Desde el día de su ordenación, su trabajo profesional fue ser sacerdote al 100%, como aconsejaba san Josemaría a sus hijos que recibían el Orden Sagrado, dedicándose principalmente a celebrar la santa misa, impartir los sacramentos, predicar, dar dirección espiritual, impulsar la evangelización, los apostolados y la expansión de la Obra en los cinco continentes, a través de una extraordinaria capacidad de trabajo, habilidad de gestión y manejo de relaciones públicas.

Nombrado consultor de la Sagrada Congregación del Concilio, daba inicio una nueva etapa de trabajo, sacando tiempo de donde no había, para servir a la Iglesia en preparación al Concilio Vaticano II. Sus aportaciones sobre el papel de los laicos en el mundo moderno dejaron una huella relevante.

A la muerte de san Josemaría le sucedió en el gobierno de la Obra y asumió su paternidad, convirtiéndose en el Padre de todos. Debió costarle esta nueva misión porque estaba acostumbrado a estar siempre detrás, sin buscar protagonismos. El mismo tono de su voz y los rasgos de su personalidad eran tan distintos a los del fundador, que sus hijos debieron habituarse a su modo de hablar y a un nuevo estilo, aunque con idéntico espíritu. El amor de su corazón se expandió con tal fuerza que el Opus Dei creció en la misma proporción, llegando a 20 nuevos países, incluyendo algunos que apenas se liberaban del comunismo, como Polonia, Hungría y República Checa; otros pertenecían a tierras lejanas del África o deOriente, impulsando, al tiempo que la evangelización, programas de asistencia social para abatir el hambre y la pobreza, clínicas materno- infantil para atender a las mujeres y a sus hijos, escuelas y dispensarios.

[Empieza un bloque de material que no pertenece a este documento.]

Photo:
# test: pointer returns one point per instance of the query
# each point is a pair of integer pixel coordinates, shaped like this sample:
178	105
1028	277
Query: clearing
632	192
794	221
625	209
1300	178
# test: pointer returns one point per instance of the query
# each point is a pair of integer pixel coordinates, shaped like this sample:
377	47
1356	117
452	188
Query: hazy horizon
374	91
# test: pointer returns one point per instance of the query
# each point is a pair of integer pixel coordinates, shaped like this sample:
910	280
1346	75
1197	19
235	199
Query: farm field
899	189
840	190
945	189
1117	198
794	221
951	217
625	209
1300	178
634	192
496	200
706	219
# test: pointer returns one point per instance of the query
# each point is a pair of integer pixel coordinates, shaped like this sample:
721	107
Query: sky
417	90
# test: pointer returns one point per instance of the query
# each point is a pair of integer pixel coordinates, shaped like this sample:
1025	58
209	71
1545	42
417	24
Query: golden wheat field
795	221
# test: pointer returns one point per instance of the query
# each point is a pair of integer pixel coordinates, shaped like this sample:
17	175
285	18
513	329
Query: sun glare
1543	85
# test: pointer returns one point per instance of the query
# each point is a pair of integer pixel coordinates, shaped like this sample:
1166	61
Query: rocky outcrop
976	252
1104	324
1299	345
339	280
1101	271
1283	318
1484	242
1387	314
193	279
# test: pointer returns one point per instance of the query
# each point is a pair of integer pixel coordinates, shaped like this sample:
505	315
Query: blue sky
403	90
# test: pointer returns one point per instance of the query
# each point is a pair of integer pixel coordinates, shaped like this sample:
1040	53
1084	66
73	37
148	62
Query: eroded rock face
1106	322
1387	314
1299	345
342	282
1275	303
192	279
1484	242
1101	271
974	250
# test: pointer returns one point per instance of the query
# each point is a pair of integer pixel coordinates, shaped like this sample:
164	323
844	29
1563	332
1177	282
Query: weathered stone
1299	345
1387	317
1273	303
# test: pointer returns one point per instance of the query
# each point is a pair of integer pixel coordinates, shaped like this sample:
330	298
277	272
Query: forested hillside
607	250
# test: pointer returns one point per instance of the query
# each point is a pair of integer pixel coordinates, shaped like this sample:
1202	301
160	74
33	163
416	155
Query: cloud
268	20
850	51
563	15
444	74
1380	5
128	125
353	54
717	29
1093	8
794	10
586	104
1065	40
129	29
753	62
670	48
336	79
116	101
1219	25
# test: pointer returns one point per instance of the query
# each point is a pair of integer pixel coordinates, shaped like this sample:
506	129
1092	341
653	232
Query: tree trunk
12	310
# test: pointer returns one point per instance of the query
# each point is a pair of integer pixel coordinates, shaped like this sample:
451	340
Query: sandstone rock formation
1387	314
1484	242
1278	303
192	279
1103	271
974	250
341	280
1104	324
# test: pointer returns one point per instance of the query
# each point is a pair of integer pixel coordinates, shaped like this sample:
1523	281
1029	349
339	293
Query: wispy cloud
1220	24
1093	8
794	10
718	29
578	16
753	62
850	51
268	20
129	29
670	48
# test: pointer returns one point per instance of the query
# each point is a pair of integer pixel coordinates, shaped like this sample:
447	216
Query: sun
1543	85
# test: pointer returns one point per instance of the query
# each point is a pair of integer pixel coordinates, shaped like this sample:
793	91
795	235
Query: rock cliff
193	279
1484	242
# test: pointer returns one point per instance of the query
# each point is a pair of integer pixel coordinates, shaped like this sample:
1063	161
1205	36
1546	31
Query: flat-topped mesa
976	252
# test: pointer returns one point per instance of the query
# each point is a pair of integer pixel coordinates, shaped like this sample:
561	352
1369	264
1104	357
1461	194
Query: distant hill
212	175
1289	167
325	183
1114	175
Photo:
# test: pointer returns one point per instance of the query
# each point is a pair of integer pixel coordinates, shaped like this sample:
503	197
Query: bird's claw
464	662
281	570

Álvaro del Portillo fue un hombre fiel. Fiel a su vocación divina, fiel a san Josemaría, al espíritu que Dios le había confiado, fiel en las cosas pequeñas, fiel en el menor detalle, todos los días y hasta el último cuando murió. Regresaba de un viaje a Tierra Santa habiendo celebrado su última misa donde Jesús, en medio de sus apóstoles, la instituyera por primera vez en el Cenáculo. Plenamente identificado con quien fuera la razón de su existencia y el Amor de sus amores, bebió la última gota del cáliz de su vida para transformarse en una sola cosa con Él. Que el ejemplo de una vida santa y feliz, que supo hacer de la cotidianeidad el arte de vivir enamorado del Amor, nos ayude a darlo a manos llenas como él supo hacerlo hasta el fin de sus días.